Un bricolage autoroutier symbolise le chemin parcouru par la région lémanique, ces quinze dernières années. Depuis 2010, sur le tronçon Morges-Ecublens, la bande d’arrêt d’urgence fait office de troisième voie aux heures de pointe. Un strapontin nécessaire: aujourd’hui, entre 700 000 et 900 000 voitures circulent chaque jour, entre Lausanne et Genève.

En attendant mieux, cette fausse troisième voie est le seul moyen qu’ont trouvé les autorités pour désengorger un trafic qui a littéralement explosé ces dernières années. Symbole d’une région qui s’est fait prendre de vitesse par son propre pouvoir de séduction. «Personne n’a rien vu venir, se souvient Hervé Froidevaux, directeur romand du bureau de conseil immobilier Wüest & Partner. En l’an 2000, les perspectives démographiques étaient peu rassurantes, la population vieillissait…». Et les prix de l’immobilier étaient au plus bas.

Le miracle bilatéral

Mais en juin 2002, la libre circulation des personnes entre en vigueur.
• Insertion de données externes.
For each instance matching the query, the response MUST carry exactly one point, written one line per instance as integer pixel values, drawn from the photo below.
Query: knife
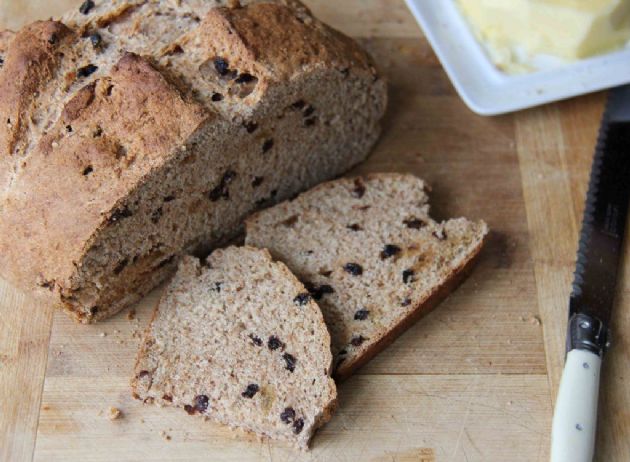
(592, 297)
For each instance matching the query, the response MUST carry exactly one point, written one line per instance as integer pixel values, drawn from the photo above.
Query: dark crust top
(30, 62)
(50, 211)
(291, 42)
(121, 131)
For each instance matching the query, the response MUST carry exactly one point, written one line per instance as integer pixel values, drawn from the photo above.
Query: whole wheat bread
(372, 257)
(236, 339)
(136, 131)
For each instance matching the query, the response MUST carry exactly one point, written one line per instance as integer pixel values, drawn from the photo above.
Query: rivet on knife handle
(592, 299)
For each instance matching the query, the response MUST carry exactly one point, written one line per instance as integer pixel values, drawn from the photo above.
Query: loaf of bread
(133, 132)
(371, 256)
(238, 340)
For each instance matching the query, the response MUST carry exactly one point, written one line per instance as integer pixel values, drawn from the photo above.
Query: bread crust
(76, 150)
(314, 206)
(457, 277)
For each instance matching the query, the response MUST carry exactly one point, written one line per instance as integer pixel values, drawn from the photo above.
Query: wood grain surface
(473, 381)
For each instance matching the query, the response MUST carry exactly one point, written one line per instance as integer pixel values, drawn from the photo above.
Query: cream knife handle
(575, 416)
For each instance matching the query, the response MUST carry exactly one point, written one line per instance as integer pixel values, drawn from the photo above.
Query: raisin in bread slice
(372, 257)
(238, 339)
(134, 132)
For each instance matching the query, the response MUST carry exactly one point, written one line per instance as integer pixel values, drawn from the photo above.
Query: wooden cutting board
(473, 381)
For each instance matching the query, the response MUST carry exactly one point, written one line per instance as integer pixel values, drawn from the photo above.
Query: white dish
(487, 90)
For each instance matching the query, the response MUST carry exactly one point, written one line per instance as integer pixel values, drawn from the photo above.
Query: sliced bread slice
(238, 339)
(371, 256)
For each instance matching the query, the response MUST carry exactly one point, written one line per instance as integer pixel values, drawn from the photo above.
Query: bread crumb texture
(232, 340)
(370, 255)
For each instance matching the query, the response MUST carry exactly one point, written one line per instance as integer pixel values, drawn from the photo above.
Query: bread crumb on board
(113, 413)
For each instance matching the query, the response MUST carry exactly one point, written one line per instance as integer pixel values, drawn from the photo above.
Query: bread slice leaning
(371, 255)
(237, 339)
(135, 132)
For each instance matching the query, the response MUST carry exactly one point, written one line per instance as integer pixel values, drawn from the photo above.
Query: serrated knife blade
(593, 294)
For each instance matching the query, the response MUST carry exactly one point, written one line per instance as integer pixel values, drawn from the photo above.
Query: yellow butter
(516, 30)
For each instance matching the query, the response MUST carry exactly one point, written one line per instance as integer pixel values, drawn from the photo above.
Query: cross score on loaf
(134, 132)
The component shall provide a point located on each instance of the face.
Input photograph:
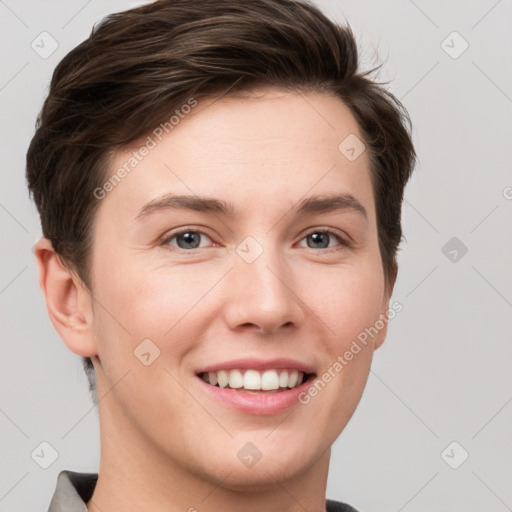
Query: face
(273, 274)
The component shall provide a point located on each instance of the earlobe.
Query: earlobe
(68, 302)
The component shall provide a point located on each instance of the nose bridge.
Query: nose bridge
(261, 293)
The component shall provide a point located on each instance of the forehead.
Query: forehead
(272, 147)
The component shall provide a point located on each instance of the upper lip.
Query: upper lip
(258, 364)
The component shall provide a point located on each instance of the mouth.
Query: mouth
(257, 381)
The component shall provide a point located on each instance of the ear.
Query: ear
(67, 299)
(384, 313)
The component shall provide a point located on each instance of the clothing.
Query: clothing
(74, 490)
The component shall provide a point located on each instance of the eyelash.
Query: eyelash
(343, 242)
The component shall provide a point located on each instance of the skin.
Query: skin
(165, 443)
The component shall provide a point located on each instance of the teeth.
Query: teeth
(255, 380)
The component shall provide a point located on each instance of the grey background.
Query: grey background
(444, 372)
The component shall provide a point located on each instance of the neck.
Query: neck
(136, 474)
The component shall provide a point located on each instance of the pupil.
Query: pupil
(318, 237)
(188, 237)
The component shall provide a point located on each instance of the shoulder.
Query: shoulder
(73, 491)
(337, 506)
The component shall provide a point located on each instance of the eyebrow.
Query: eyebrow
(322, 204)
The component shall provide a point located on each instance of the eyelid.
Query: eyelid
(169, 236)
(344, 241)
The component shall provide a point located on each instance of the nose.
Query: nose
(262, 295)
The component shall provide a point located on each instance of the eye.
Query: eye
(186, 239)
(320, 239)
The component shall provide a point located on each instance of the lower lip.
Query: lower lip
(258, 403)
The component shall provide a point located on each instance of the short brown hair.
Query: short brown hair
(139, 65)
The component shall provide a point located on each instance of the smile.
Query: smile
(251, 380)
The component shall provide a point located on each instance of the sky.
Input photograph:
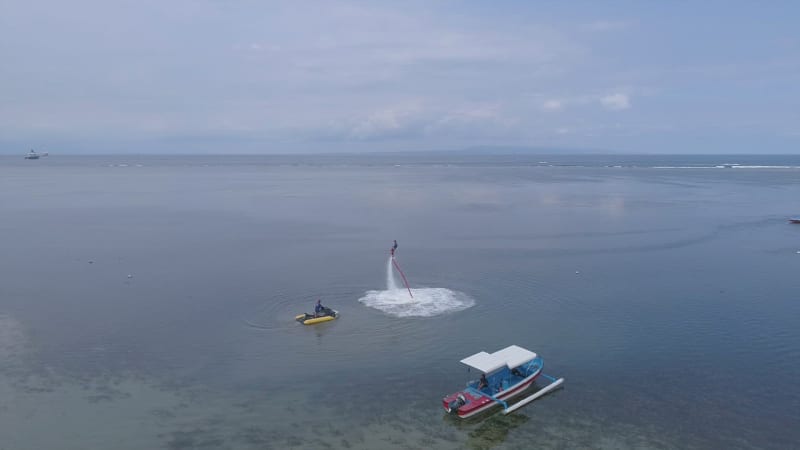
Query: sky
(226, 76)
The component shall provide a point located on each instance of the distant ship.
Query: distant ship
(33, 155)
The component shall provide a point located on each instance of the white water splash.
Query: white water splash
(426, 302)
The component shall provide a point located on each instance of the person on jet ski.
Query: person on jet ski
(319, 310)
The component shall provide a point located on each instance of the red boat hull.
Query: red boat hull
(476, 404)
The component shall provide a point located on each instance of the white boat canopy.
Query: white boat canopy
(511, 356)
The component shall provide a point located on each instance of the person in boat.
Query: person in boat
(483, 383)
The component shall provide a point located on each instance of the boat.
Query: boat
(311, 319)
(508, 372)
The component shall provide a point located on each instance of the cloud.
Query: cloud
(552, 105)
(615, 102)
(602, 26)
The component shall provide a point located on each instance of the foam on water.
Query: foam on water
(427, 302)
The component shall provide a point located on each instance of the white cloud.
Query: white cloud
(616, 102)
(552, 105)
(601, 26)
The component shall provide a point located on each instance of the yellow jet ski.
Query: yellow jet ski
(326, 315)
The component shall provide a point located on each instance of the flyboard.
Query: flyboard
(397, 266)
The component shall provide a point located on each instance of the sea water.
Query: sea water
(662, 288)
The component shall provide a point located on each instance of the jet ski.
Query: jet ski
(326, 315)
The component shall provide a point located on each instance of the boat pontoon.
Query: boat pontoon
(508, 372)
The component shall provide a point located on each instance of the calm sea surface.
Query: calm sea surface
(147, 302)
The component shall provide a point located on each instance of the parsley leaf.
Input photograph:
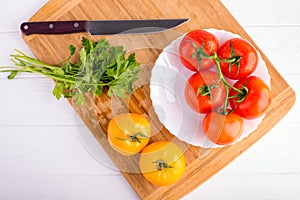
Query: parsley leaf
(101, 65)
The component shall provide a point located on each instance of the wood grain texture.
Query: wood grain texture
(201, 163)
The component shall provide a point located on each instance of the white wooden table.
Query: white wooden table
(42, 156)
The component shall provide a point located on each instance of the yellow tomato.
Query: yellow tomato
(162, 163)
(128, 133)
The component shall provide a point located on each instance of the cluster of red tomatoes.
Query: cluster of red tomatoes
(209, 92)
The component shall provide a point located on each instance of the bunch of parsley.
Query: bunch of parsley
(101, 65)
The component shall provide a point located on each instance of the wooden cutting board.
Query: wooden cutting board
(201, 163)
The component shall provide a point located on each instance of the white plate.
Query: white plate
(167, 84)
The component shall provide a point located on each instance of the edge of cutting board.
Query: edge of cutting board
(199, 168)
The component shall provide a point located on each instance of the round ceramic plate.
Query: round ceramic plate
(167, 85)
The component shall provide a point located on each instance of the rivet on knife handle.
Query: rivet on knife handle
(53, 27)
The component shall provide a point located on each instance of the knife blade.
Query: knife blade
(101, 27)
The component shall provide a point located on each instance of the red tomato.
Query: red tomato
(243, 56)
(223, 129)
(194, 49)
(255, 99)
(200, 95)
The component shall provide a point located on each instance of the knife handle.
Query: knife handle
(53, 27)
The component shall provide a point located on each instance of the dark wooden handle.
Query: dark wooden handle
(53, 27)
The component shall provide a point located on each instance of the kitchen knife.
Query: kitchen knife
(101, 27)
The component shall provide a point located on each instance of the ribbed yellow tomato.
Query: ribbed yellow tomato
(162, 163)
(128, 133)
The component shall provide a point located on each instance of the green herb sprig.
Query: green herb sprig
(101, 65)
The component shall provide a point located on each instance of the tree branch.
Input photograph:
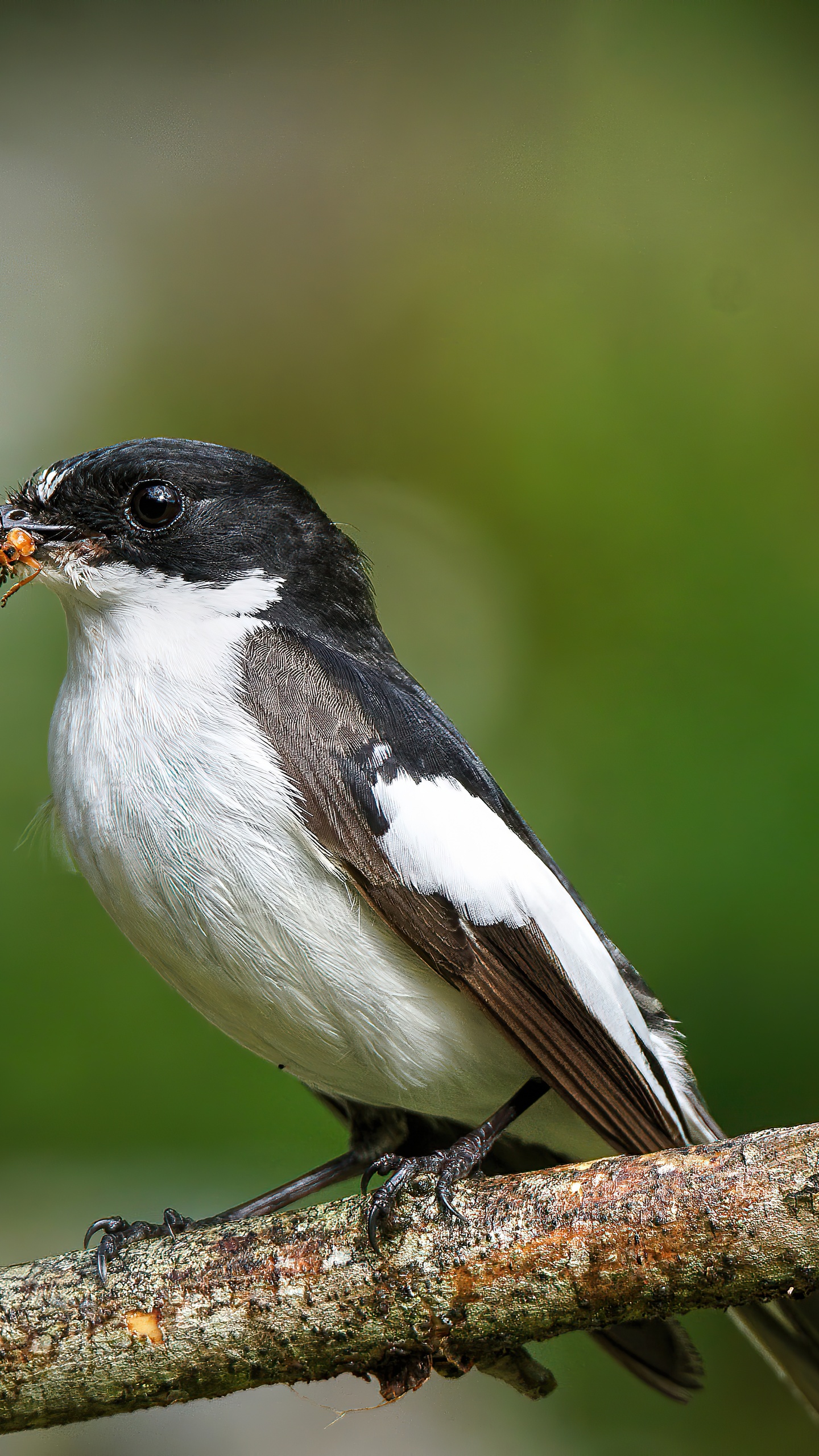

Alimentée par l’arrêté Bonny qui, depuis 1995 déjà, permettait d’offrir des facilités fiscales aux entreprises qui s’installaient en Suisse, et par une croissance mondiale très dynamique, l’évolution démographique s’inverse. «La voie bilatérale nous a permis de relancer nos entreprises, de renouveler notre industrie, de créer des emplois comme cela ne s’était plus vu depuis des lustres», résume Claudine Amstein, la directrice de la Chambre vaudoise de commerce et d’industrie (CVCI).

Des sièges européens et mondiaux (McDonald’s, Vale, Yahoo!, Cisco, Nissan…), des hedge funds, des négociants en matières premières, etc. Les flux de multinationales et d’expatriés ont explosé. Selon la chambre de commerce Suisse-Etats-Unis, ces multinationales ont créé deux tiers des nouveaux emplois dans la région, entre 2000 et 2010.

La population devenait tout à coup plus nombreuse, plus jeune, plus active, plus riche. Au début de l’an 2000, les agglomérations genevoise et lausannoise regroupaient 805 000 habitants. Quinze ans plus tard, elles en comptaient 973 000. Un bond de 21%. Aujourd’hui, les deux grandes villes romandes ne sont plus les pôles d’attraction de Suisse romande. Leur entre-deux est devenue une agglomération sans distinction cantonale. Saint-Prex, Mies ou Rolle, des centres de décisions économiques.

«Une planification ratée»

A Morges, Nyon ou Aigle, le nombre de logements a augmenté de 30% depuis le début du millénaire. Insuffisant. Les blocages politico-réglementaires à Genève ont accentué la pénurie. A Nyon et dans l’Est lausannois, a aussi calculé Wüest & Partner, les prix des propriétés par étages (PPE) ont plus que doublé en 15 ans. «Les politiques ont raté le boom démographique et, du coup, ils ont raté la planification», résume Hervé Froidevaux.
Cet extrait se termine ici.